But the surprising bit is how important

are all the pieces of these projects,

how do they come together?

So I’ll give you maybe some of the ingredients of success

that are common across these, but not the obvious ones

on machine learning.

I can always also give you those.

But basically, there is engineering is critical.

So very good engineering because ultimately we’re

collecting data sets, right?

So the engineering of data and then

of deploying the models at scale into some compute cluster

that cannot go understated, that is a huge factor of success.

And it’s hard to believe that details matter so much.

We would like to believe that it’s

true that there is more and more of a standard formula,

as I was saying, like this recipe that

works for everything.

But then when you zoom into each of these projects,

then you realize the devil is indeed in the details.

And then the teams have to work together towards these goals.

So engineering of data and obviously clusters

and large scale is very important.

And then one that is often not, maybe nowadays it is more clear

is benchmark progress, right?

So we’re talking here about multiple months of tens

of researchers and people that are

trying to organize the research and so on working together.

And you don’t know that you can get there.

I mean, this is the beauty.

If you’re not risking to trying to do something

that feels impossible, you’re not going to get there.

But you need a way to measure progress.

So the benchmarks that you build are critical.

I’ve seen this beautifully play out in many projects.

I mean, maybe the one I’ve seen it more consistently,

which means we establish the metric,

actually the community did.

And then we leverage that massively is alpha fold.

This is a project where the data, the metrics

were all there.

And all it took was, and it’s easier said than done,

an amazing team working not to try

to find some incremental improvement

and publish, which is one way to do research that is valid,

but aim very high and work literally for years

to iterate over that process.

And working for years with the team,

I mean, it is tricky that also happened to happen partly

during a pandemic and so on.

So I think my meta learning from all this

is the teams are critical to the success.

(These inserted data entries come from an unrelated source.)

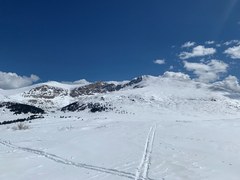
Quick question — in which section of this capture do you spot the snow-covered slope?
[0,72,240,180]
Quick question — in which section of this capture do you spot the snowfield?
[0,76,240,180]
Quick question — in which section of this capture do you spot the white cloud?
[205,41,215,45]
[182,41,196,48]
[169,65,174,70]
[0,71,39,89]
[179,45,216,59]
[224,45,240,59]
[153,59,165,65]
[223,39,240,46]
[213,75,240,93]
[184,60,228,82]
[162,71,190,80]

And then if now going to the machine learning,

the part that’s surprising is so we like architectures

like neural networks.

And I would say this was a very rapidly evolving field

until the transformer came.

So attention might indeed be all you need,

which is the title, also a good title,

although in hindsight is good.

I don’t think at the time I thought

this is a great title for a paper.

But that architecture is proving that the dream of modeling

sequences of any bytes, there is something there that will stick.

And I think these advance in architectures

in how neural networks are architecture

to do what they do.

It’s been hard to find one that has been so stable

and relatively has changed very little

since it was invented five or so years ago.

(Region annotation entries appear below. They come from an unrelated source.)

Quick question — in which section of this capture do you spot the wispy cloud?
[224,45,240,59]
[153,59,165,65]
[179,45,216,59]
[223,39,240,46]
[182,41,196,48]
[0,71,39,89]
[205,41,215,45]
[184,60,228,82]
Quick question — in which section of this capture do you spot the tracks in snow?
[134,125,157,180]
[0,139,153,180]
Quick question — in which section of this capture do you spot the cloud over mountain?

So that is a surprising, is a surprise

that keeps recurring into other projects.

Try to, on a philosophical or technical level, introspect,

what is the magic of attention?

What is attention?

That’s attention in people that study cognition,

so human attention.

I think there’s giant wars over what attention means,

how it works in the human mind.

So there’s very simple looks at what

attention is in a neural network from the days of attention

is all you need.

But do you think there’s a general principle that’s

really powerful here?

Yeah, so a distinction between transformers and LSTMs,

which were what came before.

And there was a transitional period

where you could use both.

In fact, when we talked about AlphaStar,

we used transformers and LSTMs.

So it was still the beginning of transformers.

They were very powerful.

But LSTMs were also very powerful sequence models.

So the power of the transformer is

that it has built in what we call

an inductive bias of attention that makes the model.

When you think of a sequence of integers,

like we discussed this before, this is a sequence of words.

When you have to do very hard tasks over these words,

this could be we’re going to translate a whole paragraph

or we’re going to predict the next paragraph given

10 paragraphs before.

There’s some loose intuition from how we do it as a human

that is very nicely mimicked and replicated structurally

speaking in the transformer, which

is this idea of you’re looking for something.

So you’re sort of when you just read a piece of text,

now you’re thinking what comes next.

You might want to relook at the text or look it from scratch.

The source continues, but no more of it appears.